Almost all models in the test correctly answered the underlying contract concepts, identify simple bugs. In terms of contract gas optimization, most models can identify key optimization points and analyze conflicts that may be caused by optimization. However, when deep business logic is involved, the limitations of large models start to show.

Take a token vesting contract as an example: all models correctly understood the contract functions, and most models found several medium- and low-risk vulnerabilities. However, no model can independently discover a high-risk vulnerability hidden in business logic that may cause some funds to be locked up under special circumstances. Across multiple tests using real contracts, the model performed roughly the same.

This shows that the large model’s understanding of contracts still remains at the formal level and lacks understanding of deep business logic.However, after being provided with additional hints, some models were eventually able to independently identify the deeply hidden vulnerabilities in the above-mentioned contracts. Based on this performance judgment, with the support of good engineering design, the large model has basically the ability to serve as co-pilot in the field of smart contracts. However, there is still a long way to go before we can independently undertake important tasks such as contract audits.

One thing to note is that the code-related tasks in the experiment are mainly for contracts with simple logic and less than 2,000 lines of code. For larger-scale complex projects, without fine-tuning or complex prompt word engineering, I think it is clearly beyond the effective processing capabilities of the current model and was not included in the test. In addition, this test only involves Solidity and does not include other smart contract languages ​​such as Rust and Move.

In addition to the above test content, the experiment also covers many aspects including DeFi scenarios, DAO and its governance, on-chain data analysis, consensus mechanism design, and Tokenomics.

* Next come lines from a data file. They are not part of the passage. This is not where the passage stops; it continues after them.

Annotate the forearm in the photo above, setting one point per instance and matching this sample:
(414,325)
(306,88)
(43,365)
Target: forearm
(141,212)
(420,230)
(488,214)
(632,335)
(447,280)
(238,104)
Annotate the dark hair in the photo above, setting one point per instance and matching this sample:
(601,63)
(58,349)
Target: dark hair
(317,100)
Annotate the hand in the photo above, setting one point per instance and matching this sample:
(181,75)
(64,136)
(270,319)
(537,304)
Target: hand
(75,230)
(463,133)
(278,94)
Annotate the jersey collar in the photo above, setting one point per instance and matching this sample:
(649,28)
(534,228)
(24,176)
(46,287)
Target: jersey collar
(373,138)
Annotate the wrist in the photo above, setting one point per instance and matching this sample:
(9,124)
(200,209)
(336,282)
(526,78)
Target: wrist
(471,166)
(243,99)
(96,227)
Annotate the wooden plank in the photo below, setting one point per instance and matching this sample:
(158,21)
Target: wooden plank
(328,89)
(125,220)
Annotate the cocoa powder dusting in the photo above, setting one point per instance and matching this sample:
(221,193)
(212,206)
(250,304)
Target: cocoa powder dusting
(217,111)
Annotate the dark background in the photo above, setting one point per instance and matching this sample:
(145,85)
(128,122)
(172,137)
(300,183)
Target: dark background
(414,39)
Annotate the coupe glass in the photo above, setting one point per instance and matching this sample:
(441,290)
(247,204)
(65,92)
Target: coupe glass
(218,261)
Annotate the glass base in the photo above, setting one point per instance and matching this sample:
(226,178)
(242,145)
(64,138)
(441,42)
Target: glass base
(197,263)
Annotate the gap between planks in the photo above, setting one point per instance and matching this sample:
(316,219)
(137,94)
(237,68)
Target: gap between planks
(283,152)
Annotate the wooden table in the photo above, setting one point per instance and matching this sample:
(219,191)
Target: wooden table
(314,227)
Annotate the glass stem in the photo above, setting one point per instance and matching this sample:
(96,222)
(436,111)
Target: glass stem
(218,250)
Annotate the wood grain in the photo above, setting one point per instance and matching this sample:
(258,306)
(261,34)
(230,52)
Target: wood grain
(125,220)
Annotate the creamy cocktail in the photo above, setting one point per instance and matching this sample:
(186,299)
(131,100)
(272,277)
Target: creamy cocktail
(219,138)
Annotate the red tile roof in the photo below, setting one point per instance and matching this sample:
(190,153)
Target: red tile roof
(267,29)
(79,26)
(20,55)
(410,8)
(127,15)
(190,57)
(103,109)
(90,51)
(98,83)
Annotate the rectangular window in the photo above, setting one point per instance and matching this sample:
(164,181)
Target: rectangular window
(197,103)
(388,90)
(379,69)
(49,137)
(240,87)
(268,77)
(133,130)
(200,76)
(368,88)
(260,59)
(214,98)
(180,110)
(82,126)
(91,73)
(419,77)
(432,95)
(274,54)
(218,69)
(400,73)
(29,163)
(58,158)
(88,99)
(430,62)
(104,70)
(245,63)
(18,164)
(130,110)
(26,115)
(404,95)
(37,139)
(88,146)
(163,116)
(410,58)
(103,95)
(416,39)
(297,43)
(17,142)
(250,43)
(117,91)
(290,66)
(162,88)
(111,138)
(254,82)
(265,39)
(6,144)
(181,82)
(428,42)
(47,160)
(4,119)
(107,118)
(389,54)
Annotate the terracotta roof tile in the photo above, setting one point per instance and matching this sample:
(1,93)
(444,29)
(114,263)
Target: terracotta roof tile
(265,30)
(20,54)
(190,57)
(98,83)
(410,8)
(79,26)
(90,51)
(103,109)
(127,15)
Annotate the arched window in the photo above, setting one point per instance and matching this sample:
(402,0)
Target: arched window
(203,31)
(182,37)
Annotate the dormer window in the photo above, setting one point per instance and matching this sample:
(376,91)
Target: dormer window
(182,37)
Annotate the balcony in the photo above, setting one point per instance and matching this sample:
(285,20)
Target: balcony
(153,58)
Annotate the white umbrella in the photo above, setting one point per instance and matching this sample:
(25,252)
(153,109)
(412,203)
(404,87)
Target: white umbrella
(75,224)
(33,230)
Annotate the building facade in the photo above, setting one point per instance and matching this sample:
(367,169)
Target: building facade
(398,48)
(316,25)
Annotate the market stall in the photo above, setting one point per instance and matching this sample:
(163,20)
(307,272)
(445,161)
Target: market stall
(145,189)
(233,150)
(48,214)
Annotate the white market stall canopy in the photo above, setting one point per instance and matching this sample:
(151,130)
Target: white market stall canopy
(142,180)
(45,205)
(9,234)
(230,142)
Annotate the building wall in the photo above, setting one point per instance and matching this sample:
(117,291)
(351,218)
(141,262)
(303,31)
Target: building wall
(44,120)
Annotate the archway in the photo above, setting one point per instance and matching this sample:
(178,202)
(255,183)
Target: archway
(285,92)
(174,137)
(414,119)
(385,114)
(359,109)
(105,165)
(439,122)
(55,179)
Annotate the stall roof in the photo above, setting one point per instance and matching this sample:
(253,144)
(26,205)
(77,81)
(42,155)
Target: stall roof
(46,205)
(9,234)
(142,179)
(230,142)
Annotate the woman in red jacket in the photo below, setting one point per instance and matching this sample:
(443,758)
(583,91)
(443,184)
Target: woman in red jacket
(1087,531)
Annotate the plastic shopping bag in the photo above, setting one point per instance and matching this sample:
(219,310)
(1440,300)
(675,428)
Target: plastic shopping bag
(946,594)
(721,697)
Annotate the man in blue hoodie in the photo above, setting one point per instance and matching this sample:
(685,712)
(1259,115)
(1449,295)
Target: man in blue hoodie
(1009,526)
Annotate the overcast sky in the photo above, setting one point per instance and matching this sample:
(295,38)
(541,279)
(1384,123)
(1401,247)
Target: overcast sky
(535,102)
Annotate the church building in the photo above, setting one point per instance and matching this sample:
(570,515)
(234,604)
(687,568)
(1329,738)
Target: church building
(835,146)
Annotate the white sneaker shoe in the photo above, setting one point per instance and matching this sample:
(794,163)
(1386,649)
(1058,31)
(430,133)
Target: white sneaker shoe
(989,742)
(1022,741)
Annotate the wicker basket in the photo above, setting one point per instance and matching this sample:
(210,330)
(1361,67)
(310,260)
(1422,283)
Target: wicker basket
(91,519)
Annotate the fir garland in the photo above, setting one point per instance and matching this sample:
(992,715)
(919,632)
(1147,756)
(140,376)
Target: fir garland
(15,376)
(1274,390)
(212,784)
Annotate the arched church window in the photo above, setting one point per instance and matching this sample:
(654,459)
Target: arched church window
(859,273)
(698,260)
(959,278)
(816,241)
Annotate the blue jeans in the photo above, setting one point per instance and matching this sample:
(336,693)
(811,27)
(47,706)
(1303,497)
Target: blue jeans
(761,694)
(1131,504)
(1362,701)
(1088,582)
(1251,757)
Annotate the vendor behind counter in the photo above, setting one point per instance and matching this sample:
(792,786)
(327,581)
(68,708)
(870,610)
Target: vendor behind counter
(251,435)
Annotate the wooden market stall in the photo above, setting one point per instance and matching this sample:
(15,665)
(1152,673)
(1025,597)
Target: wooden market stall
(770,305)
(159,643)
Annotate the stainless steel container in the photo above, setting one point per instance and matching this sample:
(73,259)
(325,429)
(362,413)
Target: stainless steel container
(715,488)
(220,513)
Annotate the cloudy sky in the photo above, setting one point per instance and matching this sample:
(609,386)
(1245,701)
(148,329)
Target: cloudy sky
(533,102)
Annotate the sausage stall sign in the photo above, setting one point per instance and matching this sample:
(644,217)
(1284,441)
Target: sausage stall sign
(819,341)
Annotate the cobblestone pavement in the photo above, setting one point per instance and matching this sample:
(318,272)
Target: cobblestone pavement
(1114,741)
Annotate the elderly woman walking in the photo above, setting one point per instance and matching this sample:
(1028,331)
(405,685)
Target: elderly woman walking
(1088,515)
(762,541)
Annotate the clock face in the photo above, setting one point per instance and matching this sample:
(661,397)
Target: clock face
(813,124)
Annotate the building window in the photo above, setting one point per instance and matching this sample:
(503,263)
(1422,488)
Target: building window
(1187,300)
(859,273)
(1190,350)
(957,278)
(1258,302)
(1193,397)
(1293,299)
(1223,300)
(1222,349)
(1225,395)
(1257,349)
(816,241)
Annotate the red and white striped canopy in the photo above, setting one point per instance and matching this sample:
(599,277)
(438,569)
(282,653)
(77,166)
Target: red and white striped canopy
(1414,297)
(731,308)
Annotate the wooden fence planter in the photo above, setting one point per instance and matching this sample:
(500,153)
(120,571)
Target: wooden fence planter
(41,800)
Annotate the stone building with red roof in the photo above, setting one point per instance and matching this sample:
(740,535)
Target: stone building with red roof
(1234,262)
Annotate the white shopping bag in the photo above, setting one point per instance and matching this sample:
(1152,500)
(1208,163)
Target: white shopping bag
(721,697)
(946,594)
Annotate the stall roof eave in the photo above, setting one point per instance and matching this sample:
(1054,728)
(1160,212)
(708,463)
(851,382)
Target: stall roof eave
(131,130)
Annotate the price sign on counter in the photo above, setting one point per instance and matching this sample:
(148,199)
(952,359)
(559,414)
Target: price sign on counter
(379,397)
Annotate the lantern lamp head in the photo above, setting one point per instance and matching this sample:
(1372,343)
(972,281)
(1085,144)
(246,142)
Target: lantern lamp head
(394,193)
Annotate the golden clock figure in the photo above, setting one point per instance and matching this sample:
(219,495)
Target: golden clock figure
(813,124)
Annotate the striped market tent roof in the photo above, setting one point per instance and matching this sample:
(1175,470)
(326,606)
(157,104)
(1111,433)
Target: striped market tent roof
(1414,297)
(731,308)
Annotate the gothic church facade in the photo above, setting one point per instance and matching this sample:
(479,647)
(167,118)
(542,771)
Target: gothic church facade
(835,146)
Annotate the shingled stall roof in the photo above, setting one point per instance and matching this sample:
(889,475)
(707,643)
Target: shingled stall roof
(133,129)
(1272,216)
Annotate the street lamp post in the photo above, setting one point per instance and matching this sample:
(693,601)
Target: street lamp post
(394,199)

Large language models have demonstrated certain capabilities in these aspects. Given that many tests are still in progress and testing methods and frameworks are constantly being optimized, this article will not delve into these areas for now.

Model differences

Among all the large language models participating in the evaluation, GPT-4o and Claude 3.5 Sonnet continued their excellent performance in other fields and are the undisputed leaders. When faced with basic questions, both models can almost always give accurate answers; in the analysis of complex scenarios, they can provide in-depth and well-documented insights. It even shows a high winning rate in computing tasks that large models are not good at. Of course, this “high” success rate is relative and has not yet reached the level of stable output in a production environment.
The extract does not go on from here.